If you have a food processor with a shredding attachment, prepping the potatoes really ain't no big thang. You need to drain the bejesus out of them in a colander with a kitchen towel. It's not pretty, but you have to get the moisture out of the potatoes so that your pancakes are crispy delicious.

To get your clarified butter on, you melt a stick of butter slowly in a small saucepan. Let it chill out for a bit. The milk solids congeal at the top. You scrape that off and the golden stuff left behind is your clarified butter. A stick makes waaaaay too much for this recipe cut in half, which is what I cooked for The Husband and moi.
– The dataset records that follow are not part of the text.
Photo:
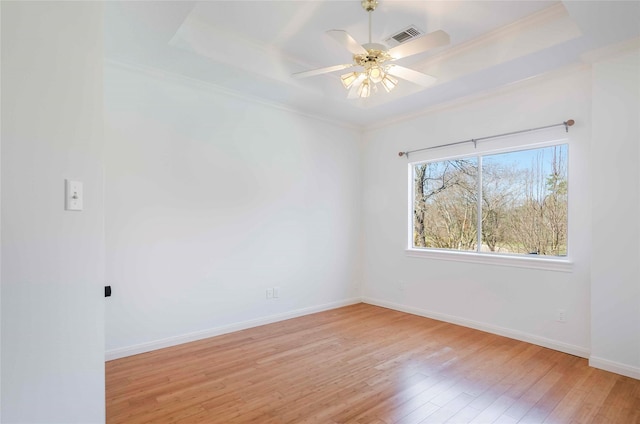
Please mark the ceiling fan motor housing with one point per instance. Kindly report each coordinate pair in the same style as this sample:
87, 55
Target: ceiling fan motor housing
369, 5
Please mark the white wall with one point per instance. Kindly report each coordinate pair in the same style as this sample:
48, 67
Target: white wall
615, 186
52, 261
210, 200
517, 302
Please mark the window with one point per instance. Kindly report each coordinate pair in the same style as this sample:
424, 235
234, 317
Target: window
512, 203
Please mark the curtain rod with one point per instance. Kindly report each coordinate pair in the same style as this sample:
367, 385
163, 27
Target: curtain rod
566, 125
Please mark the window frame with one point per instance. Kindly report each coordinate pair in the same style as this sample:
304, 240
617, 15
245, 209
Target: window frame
550, 263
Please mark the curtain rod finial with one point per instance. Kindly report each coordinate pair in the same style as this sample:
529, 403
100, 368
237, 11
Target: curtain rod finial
568, 123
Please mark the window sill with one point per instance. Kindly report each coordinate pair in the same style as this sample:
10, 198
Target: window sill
543, 263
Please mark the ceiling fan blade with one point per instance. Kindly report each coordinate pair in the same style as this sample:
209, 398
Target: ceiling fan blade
347, 41
411, 75
430, 41
320, 71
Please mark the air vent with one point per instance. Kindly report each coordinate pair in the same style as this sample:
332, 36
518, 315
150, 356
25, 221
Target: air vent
403, 36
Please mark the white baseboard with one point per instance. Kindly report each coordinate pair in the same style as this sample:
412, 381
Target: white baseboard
501, 331
217, 331
616, 367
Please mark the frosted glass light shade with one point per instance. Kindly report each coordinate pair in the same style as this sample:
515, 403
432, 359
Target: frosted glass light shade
348, 79
389, 82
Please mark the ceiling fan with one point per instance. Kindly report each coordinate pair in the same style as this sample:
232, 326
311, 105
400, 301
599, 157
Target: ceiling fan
373, 61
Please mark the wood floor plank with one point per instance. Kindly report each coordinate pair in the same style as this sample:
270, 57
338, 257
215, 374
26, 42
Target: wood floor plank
364, 364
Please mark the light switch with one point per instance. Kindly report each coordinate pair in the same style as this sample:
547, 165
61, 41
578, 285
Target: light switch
73, 195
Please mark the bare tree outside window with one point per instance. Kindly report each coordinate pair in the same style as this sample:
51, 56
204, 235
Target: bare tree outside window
523, 203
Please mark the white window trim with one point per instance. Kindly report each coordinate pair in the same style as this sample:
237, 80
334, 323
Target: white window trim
542, 263
549, 263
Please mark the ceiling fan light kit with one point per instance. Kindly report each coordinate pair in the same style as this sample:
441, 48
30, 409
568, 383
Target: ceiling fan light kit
372, 59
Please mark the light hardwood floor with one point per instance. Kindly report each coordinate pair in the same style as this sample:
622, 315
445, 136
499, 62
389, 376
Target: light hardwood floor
364, 364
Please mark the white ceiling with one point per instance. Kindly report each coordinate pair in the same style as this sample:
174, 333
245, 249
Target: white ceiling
253, 47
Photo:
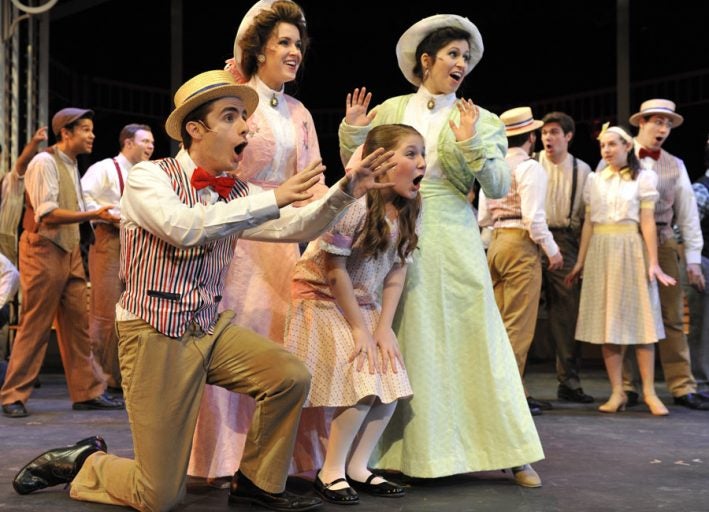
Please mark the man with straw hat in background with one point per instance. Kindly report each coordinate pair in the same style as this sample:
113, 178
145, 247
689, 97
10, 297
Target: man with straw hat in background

So, like a good responsible homemaker I stored the leftovers in the fridge, where they went to die a slow and moldy death. Rest in peace, left-over clarified butter.

I must give a shout-out to my sister Michele who rocks these out during the holidays when the crowd is small. You have to make the pancakes right before you serve, so it could be a pain-in-the-bootie for the non-hostess with mostess or if your party is bumping with lots of revelers. They are fab for the New Year. My sis makes them super fly.

Anywho, ain't no shame in getting your fancy on no matter what the occasion:

Potato Pancakes with Caviar
Serves 6 to 8
From "Barefoot Contessa Parties!"
By Ina Garten

4 large baking potatoes
2 extra large eggs, whisked
6 Tbsp. all-purpose flour
2 1/2 tsp. kosher salt
1/2 tsp. freshly ground black pepper
6 Tbsp. clarified butter
1/2 cup creme fraiche or sour cream
About 3 1/4 ounces (100 grams) good caviar or salmon roe

Peel the potatoes and grate them lengthwise. Place them in a colander or kitchen towel and squeeze out as much liquid as possible. Combine the potatoes in a bowl with the eggs, flour, salt and pepper. Mix well.

Melt 2 Tbsp. of the clarified butter in a skillet over medium heat. Drop a tablespoon of the potato mixture into the sizzling butter. Flatten with a spatula and cook for 2 minutes. Turn, flatten again, and cook for another 2 minutes or until crisp on the outside and golden brown. Serve the pancakes hot from the skillet with a dollop of creme fraiche and a teaspoon of caviar.

Clarified butter instructions: To make 6 Tbsp., clarified butter, slowly melt 8 Tbsp. butter in a small saucepan. Set it aside until the milk solids settle. Spoon off any solids that rise, then carefully pour of the golden liquid, discarding the milk part in the bottom of the pan.